The U.S. did not make any commitment with SDF in Syria to fight a longstanding NATO ally, the U.S. secretary of defense said on Monday.
“Fighting a longstanding ally (Turkey) was not part of our commitment with the SDF,” Mark Esper told a news conference in Afghanistan’s capital Kabul, adding the commitment with the Kurds was to destroy Daesh, but any future commitment requires broader political framework.
The YPG/PKK terrorist group in Syria uses the acronym SDF as a cover for receiving U.S. support.
Esper said keeping some U.S. troops in northeastern Syria near oilfields is one of the options to deny Daesh revenue from those fields.
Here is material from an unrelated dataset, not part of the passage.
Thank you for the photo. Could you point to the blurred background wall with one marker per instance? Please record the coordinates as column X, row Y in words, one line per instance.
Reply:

He also reassured the Kabul government against an abrupt withdrawal of forces, saying reduction in troops relies on a peace agreement with the Taliban.
Flanked by his Afghan counterpart Assadullah Khalid, the U.S. secretary of defense said at a news conference that unlike Syria, the U.S. has “longstanding commitments in Afghanistan, invested billions of dollars and paid sacrifices in Afghanistan that should reassure the Afghans about the future.”
U.S. maintains nearly 14,000 troops on ground in Afghanistan. Besides counter-terrorism operations, the American troops are also involved in training and advising Afghanistan’s security forces.